Jun 2019

Our potential is one thing. What we do with it is quite another.
Angela Duckworth, Grit

Overall, I found the thesis interesting but likely overstated: I’d be very surprised if other psychologists agree that the data merits this degree of certainty.


The author isn’t particularly quotable herself, but I enjoyed many of her quotations from other works. (Of course, some are probably wildly out of context.)

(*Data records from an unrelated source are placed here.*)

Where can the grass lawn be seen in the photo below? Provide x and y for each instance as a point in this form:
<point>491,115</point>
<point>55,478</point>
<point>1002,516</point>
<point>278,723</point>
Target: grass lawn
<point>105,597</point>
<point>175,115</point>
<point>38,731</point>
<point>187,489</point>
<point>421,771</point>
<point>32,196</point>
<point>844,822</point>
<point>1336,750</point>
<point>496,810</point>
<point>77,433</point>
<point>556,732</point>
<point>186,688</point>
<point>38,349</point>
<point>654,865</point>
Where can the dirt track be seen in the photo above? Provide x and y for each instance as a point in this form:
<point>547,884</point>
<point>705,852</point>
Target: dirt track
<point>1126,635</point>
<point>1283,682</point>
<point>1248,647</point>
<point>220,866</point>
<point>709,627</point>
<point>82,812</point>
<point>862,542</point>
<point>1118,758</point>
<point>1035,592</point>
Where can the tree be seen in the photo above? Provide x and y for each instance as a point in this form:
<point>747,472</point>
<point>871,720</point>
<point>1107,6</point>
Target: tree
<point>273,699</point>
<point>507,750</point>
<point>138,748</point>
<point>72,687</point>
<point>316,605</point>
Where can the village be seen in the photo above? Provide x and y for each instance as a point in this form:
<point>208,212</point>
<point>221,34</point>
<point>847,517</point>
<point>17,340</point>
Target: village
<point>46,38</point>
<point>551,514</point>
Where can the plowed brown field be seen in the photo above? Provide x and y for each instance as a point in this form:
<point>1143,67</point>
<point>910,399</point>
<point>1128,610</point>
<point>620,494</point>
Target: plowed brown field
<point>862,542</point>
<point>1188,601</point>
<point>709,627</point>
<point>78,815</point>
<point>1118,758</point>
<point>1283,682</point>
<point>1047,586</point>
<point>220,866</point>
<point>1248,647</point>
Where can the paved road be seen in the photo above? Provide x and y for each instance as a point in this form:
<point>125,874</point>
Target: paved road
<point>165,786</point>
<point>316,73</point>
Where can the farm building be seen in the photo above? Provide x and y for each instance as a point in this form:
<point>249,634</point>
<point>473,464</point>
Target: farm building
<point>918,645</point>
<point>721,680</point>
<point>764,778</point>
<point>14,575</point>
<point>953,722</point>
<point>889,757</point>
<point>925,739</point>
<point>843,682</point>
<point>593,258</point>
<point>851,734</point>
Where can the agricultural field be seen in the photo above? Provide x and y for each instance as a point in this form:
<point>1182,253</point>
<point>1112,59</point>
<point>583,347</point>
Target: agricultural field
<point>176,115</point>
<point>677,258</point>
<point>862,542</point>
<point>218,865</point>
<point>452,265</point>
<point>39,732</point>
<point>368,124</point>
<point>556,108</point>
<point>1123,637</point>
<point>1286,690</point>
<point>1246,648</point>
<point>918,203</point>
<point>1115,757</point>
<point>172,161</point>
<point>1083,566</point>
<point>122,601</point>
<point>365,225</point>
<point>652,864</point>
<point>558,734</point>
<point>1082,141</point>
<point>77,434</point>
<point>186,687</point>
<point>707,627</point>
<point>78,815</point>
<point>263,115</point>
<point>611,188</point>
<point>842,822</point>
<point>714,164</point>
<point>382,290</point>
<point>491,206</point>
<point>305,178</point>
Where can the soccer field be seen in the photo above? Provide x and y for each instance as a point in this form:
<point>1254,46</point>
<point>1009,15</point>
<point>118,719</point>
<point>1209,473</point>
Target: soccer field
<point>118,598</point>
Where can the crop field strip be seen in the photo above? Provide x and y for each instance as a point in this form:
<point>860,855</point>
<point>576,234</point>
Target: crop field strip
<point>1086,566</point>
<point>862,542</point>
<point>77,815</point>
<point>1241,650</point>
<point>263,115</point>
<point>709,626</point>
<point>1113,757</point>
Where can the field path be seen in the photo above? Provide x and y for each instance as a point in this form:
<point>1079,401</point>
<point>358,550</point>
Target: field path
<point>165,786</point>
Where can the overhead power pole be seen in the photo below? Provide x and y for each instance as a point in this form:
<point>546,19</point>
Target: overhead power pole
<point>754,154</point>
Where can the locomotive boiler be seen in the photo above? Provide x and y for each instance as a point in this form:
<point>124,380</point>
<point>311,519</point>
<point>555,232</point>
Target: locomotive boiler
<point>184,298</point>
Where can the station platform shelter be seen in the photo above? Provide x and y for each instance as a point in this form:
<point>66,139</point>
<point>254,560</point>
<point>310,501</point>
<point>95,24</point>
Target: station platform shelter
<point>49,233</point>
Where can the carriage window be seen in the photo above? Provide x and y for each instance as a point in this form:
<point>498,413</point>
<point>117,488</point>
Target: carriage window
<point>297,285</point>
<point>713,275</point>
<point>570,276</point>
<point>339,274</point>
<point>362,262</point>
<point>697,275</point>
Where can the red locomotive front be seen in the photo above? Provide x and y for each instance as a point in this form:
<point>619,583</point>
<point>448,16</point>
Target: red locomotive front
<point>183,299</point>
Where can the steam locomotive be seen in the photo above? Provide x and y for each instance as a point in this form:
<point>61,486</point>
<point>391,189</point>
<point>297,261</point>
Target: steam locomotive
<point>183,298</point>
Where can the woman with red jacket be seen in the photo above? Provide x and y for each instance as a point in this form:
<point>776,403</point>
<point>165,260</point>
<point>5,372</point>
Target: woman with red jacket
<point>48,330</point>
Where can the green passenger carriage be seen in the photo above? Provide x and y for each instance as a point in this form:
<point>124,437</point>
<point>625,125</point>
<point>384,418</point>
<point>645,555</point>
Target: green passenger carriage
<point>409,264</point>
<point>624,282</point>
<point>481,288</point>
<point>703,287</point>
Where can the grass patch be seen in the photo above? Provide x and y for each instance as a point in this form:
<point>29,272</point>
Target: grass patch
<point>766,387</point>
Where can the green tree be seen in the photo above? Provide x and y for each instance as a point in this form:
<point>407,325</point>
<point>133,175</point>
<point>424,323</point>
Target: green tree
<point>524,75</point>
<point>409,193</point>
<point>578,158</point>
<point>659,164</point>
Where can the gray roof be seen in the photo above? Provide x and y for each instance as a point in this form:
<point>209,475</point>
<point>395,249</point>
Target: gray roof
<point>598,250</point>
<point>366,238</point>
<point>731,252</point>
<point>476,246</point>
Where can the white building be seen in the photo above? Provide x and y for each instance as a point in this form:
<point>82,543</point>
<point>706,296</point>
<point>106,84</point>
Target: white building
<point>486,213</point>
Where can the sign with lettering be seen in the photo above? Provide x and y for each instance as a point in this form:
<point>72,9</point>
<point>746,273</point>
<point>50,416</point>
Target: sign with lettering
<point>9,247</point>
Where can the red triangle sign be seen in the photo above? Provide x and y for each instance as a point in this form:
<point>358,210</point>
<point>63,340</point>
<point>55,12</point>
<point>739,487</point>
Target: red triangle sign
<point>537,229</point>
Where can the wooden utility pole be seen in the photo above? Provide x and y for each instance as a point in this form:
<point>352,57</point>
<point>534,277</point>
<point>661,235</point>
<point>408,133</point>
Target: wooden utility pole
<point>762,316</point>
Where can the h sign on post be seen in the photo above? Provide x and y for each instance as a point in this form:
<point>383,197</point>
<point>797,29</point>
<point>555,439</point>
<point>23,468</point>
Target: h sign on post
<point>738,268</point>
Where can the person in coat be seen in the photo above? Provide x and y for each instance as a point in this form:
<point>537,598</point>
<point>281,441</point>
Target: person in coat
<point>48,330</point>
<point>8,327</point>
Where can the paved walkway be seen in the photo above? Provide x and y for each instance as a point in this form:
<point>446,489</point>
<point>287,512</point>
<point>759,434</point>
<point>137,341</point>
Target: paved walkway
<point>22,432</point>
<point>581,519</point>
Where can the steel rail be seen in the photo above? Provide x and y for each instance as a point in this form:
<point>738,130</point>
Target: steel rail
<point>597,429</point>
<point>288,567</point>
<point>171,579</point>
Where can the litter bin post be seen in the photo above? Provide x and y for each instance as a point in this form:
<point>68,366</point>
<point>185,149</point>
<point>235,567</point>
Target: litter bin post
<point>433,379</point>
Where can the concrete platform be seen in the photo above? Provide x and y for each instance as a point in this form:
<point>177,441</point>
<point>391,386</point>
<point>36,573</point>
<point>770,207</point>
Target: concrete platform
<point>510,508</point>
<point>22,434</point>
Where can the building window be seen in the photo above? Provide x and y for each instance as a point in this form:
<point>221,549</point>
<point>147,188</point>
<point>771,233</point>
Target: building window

You have made a convert of an opponent in one sense, for I have always maintained that, excepting fools, men did not differ much in intellect, only in zeal and hard work; and I still think this is an eminently important difference.
Charles Darwin, quoted in Chapter 2

Compared with what we ought to be, we are only half awake. Our fires are dampened, our drafts are checked. We are making use of only a small part of our possible mental and physical resources.
William James, quoted in Ch. 2

No one can see in the work of the artist how it has become. That is its advantage, for whenever one can see the act of becoming one grows somewhat cool…Our vanity, our self-love, promotes the cult of the genius. For if we think of genius as something magical, we are not obliged to compare ourselves and find ourselves lacking…To call someone “divine” means: “here there is no need to compete.”
Nietzsche, quoted in Chapter 3

Dancing appears glamorous, easy, delightful. But that path to the paradise of that achievement is not easier than any other. There is fatigue so great that the body cries even in its sleep. There are times of complete frustration. There are daily small deaths.
Martha Graham, quoted in Chapter 7

The true joy in life is to be a force of fortune instead of a feverish, selfish little clod of ailments and grievances complaining that the world will not devote itself to making you happy.
George Bernard Shaw, quoted in Chapter 12

Success is never final; failure is never fatal. It’s courage that counts.